All are very welcome to an upcoming seminar featuring Dr Sascha Morrell at the Writing & Society Research Centre at Western Sydney University. The seminar will be held on Friday, 12 August, from 11.00am -12.30pm in Building 3.G.55, Bankstown Campus, Western Sydney University.
This paper examines how the walking corpse and tropes of living death were used to represent the dehumanizing effects of repetitive, alienated labour in industrial, bureaucratic and plantation settings both prior to and after the passage of the Haitian zombie slave into U.S. culture via the publication of William Seabrook’s The Magic Island in 1929. Examining nineteenth-century and still earlier western precedent for twentieth-century appropriations of the Haitian folkloric figure provides fresh insight into how the Afro-Caribbean zombie interfused with western traditions of living death. Existing accounts of the zombie’s reception in Anglophone culture not only underestimate the extent to which the zombie was transformed upon entry by established traditions, but actually ascribe authenticity to aspects of zombie mythology that may be the product of a distorting western influence. For instance, the association of the Haitian zombie with organized labour seems to have been exaggerated in western representations of Haitian lore, including recent critical treatments. As well as shedding new light on the complex origins of the literary zombies of the early-twentieth century, my paper will briefly consider how the zombie’s subsequent evolution in popular culture into a figure of mindless consumerism and predatory capitalism might assist critics in (re)assessing the usefulness of “modernism” and “postmodernism” as critical categories.
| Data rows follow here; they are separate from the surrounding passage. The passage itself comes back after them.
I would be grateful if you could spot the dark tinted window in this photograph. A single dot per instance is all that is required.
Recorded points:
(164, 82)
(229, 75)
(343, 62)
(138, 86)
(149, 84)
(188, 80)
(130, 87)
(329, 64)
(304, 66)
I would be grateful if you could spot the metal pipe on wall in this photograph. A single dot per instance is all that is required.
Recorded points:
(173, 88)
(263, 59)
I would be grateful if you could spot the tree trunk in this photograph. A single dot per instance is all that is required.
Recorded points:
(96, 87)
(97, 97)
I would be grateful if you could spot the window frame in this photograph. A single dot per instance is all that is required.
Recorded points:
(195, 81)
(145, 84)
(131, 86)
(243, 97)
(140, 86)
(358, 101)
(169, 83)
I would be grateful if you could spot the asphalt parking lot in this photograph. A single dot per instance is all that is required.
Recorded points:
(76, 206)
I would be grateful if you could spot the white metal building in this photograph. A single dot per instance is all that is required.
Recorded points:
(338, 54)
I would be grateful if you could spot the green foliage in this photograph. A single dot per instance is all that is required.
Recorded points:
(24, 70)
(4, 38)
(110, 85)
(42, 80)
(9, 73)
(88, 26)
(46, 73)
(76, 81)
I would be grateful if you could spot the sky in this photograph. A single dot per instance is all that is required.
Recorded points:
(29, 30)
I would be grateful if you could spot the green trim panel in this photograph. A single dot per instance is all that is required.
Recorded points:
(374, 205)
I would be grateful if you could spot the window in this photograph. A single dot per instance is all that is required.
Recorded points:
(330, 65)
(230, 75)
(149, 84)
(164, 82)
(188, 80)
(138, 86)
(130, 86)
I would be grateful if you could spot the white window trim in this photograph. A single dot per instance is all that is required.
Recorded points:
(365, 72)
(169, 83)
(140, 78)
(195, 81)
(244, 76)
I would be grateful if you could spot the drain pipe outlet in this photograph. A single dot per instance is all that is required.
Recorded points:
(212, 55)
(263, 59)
Sascha Morrell studied Arts and Law at the University of Sydney and completed her PhD in English Literature at Trinity College, Cambridge. She has taught at the University of Cambridge, the University of Sydney and the University of New South Wales, and was Visiting Research Scholar at New York University in Fall 2015. Dr Morrell is the co-editor of Flann O’Brien and Modernism (Bloomsbury 2014) and has published widely on American and modernist literatures while completing a book project on race, labor, historiography and visual culture in the fiction of William Faulkner, Herman Melville and others. She has a special interest in the appropriation of Haitian history and cultural motifs (including the zombie) in U.S. fiction, theatre and film. She is currently developing a project investigating connections between different ideas of ‘the south’ (including Australasian and other transpacific spaces) in nineteenth- and early twentieth-century U.S. literature.